2. The deportation thus provided is not punishment (id.).

3. Repeal of the law under which an alien was convicted does not do away with the conviction as a basis of subsequent deportation (id.).

4. The Alien Act of May 10, 1920, established classes of persons who in the judgment of Congress are eligible for deportation and directs the Secretary of Labor to deport those, of these classes, whom he finds to be undesirable residents.
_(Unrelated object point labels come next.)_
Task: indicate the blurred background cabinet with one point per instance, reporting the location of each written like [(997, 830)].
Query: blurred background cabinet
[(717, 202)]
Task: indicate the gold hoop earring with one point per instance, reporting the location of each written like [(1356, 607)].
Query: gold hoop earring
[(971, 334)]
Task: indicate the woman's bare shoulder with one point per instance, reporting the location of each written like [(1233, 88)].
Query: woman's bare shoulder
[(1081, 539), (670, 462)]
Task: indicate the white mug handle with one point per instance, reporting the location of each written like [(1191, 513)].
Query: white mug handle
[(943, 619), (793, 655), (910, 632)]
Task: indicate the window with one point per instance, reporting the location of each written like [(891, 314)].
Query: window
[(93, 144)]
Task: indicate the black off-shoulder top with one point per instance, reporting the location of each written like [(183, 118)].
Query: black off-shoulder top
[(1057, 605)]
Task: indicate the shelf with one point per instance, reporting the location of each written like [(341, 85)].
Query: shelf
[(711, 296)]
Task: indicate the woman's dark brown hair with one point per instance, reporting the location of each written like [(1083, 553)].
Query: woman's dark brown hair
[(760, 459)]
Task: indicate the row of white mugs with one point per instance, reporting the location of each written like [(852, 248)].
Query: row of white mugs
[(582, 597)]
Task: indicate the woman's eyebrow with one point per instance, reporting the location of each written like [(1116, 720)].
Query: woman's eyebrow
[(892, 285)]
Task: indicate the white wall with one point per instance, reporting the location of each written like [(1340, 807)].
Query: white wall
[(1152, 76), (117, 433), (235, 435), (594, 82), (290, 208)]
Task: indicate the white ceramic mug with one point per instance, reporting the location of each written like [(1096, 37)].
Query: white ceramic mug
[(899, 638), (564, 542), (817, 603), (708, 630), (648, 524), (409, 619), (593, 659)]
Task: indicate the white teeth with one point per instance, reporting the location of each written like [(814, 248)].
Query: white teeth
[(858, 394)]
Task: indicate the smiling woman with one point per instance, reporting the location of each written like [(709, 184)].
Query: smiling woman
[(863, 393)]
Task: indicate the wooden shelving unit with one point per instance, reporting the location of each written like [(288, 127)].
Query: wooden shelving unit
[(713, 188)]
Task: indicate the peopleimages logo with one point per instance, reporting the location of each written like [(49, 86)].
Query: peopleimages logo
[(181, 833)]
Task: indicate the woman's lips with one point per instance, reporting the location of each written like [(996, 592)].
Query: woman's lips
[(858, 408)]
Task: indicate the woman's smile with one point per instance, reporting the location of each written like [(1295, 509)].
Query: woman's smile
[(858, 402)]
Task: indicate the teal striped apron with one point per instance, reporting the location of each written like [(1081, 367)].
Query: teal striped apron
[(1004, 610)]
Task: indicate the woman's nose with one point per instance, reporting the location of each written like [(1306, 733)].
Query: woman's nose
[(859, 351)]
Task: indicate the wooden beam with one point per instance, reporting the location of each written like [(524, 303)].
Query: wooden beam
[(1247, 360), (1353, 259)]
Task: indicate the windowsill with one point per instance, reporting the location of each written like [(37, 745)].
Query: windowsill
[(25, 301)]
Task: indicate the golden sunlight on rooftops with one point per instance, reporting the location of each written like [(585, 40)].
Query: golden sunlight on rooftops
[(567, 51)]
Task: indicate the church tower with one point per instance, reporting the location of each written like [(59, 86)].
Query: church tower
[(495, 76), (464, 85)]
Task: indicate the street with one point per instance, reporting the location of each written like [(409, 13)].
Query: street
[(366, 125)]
Held not invalid as a delegation of legislative power, since the discretion delegated is sufficiently defined by the policy of Congress and the common understanding as to what "undesirable residents" are (p. 40).

5. Greater precision is required of statutes defining and punishing crimes (Cohen Grocery Co. case, 255 U. S. 81) than of those delegating legislative power to executive boards and officers (p. 41).

6. In deportation proceedings pursuant to the Alien Act of May 10, 1920, against aliens found to have been convicted under the Espionage and Selective Draft Acts, the convictions are sufficient evidence per se that the respondents are "undesirable residents" (p. 42).

7. Failure of aliens to answer questions, under advice of counsel, held also to warrant inferences by the Secretary of Labor against their desirability (Id.). 8. Under the above Act of 1920, a finding by the Secretary of Labor that an alien is an undesirable resident is a jurisdictional prerequisite to deportation (p. 43).

9. The finding must appear in the warrant of deportation itself, or the warrant is void, and the finding cannot be inferred from recitals of the warrant that the alien "has been found" in the United States in violation of the Deportation Act, and has been finally convicted of the offenses named in that act (p. 43).

10. It is a general principle that, where a finding of fact is a condition precedent to an act of an executive officer exercising delegated legislative power, the record of his act must show that the finding was made (p. 44) (Wichita R. R. & Light Co. v. Public Utilities Comm., 260 U. S. 48).